The remainder of this paper is structured as follows. The AdaTSK classifier is reviewed in the first subsection of Sect. 2. Subsections 2.2 and 2.3 introduce the improved bagging strategy and the proposed Bagging-AdaTSK classifier, respectively. Subsection 2.4 analyses the computational complexity of Bagging-AdaTSK. The performance comparison and sensitivity analysis are described in Sect. 3. The Sect. 4 concludes this study.

2 Methodology

In this section, we first review AdaTSK model for classification problems. Secondly, the improved bagging strategy is elaborated. At last, the proposed Bagging-AdaTSK model is introduced.

2.1 AdaTSK Classifier

Consider a classification problem involving D features and \(C\) classes. Let a specific sample or data point be represented by \({\mathbf{x}} = \left( {x_{1} ,x_{2} , \cdots ,x_{D} } \right) \in {\mathbb{R}}^{D}\). The number of fuzzy sets defined each feature is denoted by \(S\). In this investigation, we adopt so called compactly combined fuzzy rule base (CoCo-FRB) [20] to construct the fuzzy system. As a result, the number of rules, \(R\), is equal to \(S\). In general, the \(r\) th \(\left( {r = 1,2, \cdots ,R} \right)\) fuzzy rule of the first-order TSK model with \(C\)-dimensional output is described as below:

$$ \begin{array}{*{20}c} {{\text{Rule}}_{r} : \,{\text{IF}} \,x_{1} \,{\text{is}}\, A_{r,1} \, {\text{and}}\, \cdots {\text{and}}\, x_{D} \, {\text{is}}\, A_{r,D} ,} \\ {{\text{THEN}}\,y_{r}^{1} \left( x \right)\, = \,p_{r,0}^{1} + \mathop \sum \nolimits_{d = 1}^{D} p_{r,d}^{1} x_{d} , \cdots ,} \\ { y_{r}^{C} \left( x \right) = p_{r,0}^{C} + \mathop \sum \nolimits_{d = 1}^{D} p_{r,d}^{C} x_{d} ,} \\ \end{array} $$
(1)

where \({A}_{r,d} (d=\mathrm{1,2},\cdots ,D)\) is the fuzzy set associated with the \(d\)th feature used in the \(r\)th rule, \({y}_{r}^{c}\,\left(\mathbf{x}\right) (c=\mathrm{1,2},\cdots ,C)\) means the output of the \(r\)th rule for the \(c\)th class computed from \(\mathbf{x}\) and \({p}_{r,d}^{c}\) represents the consequent parameter of the \(r\)th rule associated with the \(d\)th feature for the \(c\)th class. As \(R=S\), \({A}_{r,d}\) is also the \(r\)th \(\left(r=\mathrm{1,2},\cdots ,S\right)\) fuzzy set defined on the \(d\)th feature.

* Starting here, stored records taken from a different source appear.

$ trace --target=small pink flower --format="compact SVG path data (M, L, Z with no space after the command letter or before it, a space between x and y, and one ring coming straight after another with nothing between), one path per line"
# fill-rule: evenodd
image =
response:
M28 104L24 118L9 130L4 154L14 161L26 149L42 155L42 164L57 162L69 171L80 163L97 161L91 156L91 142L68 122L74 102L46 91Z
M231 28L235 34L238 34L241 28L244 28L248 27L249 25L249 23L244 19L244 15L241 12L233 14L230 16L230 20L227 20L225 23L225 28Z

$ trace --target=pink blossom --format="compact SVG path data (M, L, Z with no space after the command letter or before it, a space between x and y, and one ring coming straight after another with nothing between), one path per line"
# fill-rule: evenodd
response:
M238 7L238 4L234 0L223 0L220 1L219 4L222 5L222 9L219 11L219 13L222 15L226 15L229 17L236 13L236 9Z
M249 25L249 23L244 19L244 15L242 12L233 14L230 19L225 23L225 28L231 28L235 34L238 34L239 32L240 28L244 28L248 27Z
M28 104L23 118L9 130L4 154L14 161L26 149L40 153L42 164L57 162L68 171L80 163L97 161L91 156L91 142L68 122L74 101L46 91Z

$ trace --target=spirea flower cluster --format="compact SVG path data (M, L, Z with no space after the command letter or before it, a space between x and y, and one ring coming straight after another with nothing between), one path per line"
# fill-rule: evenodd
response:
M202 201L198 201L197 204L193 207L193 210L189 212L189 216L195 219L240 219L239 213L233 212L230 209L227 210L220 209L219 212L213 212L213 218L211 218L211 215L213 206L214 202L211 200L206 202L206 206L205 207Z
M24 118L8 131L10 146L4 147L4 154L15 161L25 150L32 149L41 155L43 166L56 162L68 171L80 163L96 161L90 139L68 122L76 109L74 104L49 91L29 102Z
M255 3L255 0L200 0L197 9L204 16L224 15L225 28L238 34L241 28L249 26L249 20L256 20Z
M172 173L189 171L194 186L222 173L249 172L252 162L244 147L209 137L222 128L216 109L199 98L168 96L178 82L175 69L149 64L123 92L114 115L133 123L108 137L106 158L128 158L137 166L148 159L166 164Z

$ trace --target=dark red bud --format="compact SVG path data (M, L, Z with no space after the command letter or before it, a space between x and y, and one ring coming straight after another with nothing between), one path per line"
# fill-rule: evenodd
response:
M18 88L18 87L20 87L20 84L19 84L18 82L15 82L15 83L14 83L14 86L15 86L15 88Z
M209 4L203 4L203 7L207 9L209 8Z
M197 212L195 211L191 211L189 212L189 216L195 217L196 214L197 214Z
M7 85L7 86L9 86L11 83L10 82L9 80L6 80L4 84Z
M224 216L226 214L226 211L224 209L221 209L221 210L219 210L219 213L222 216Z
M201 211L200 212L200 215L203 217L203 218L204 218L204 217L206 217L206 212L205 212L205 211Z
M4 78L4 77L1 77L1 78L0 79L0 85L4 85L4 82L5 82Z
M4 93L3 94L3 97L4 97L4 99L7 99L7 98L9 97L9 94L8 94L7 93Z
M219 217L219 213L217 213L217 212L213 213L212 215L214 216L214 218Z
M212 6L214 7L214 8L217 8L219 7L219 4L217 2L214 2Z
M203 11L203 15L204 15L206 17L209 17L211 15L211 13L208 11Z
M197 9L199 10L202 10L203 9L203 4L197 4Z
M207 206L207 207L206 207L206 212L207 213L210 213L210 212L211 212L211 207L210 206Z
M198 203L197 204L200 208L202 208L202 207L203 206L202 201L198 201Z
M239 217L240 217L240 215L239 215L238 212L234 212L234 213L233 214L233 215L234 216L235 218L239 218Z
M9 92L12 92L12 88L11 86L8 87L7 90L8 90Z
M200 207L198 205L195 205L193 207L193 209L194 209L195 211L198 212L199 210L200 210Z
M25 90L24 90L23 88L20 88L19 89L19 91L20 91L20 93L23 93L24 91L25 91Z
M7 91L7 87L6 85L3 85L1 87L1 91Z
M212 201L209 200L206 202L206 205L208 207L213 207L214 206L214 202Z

Here, the fuzzy set \({A}_{r,d}\) is modeled by the simplified Gaussian membership function (MF) [5, 20],

$${\mu }_{r,d}\left(\mathbf{x}\right)={e}^{-{\left({x}_{d}-{m}_{r,d}\right)}^{2}},$$
(2)

where \({\mu }_{r,d}\left(\mathbf{x}\right)\) is the membership value of \(\mathbf{x}\) computed on \({A}_{r,d}\), \({x}_{d}\) is the \(d\)th \((d=\mathrm{1,2},\cdots ,D)\) component of \(\mathbf{x}\) and \({m}_{r,d}\) represents the center of the \(r\)th MF defined on the \(d\)th input variable. Note that the function only uses the \(d\)th component of \(\mathbf{x}\), even though the argument of \({\mu }_{ r,d}\) is shown as \(\mathbf{x}\).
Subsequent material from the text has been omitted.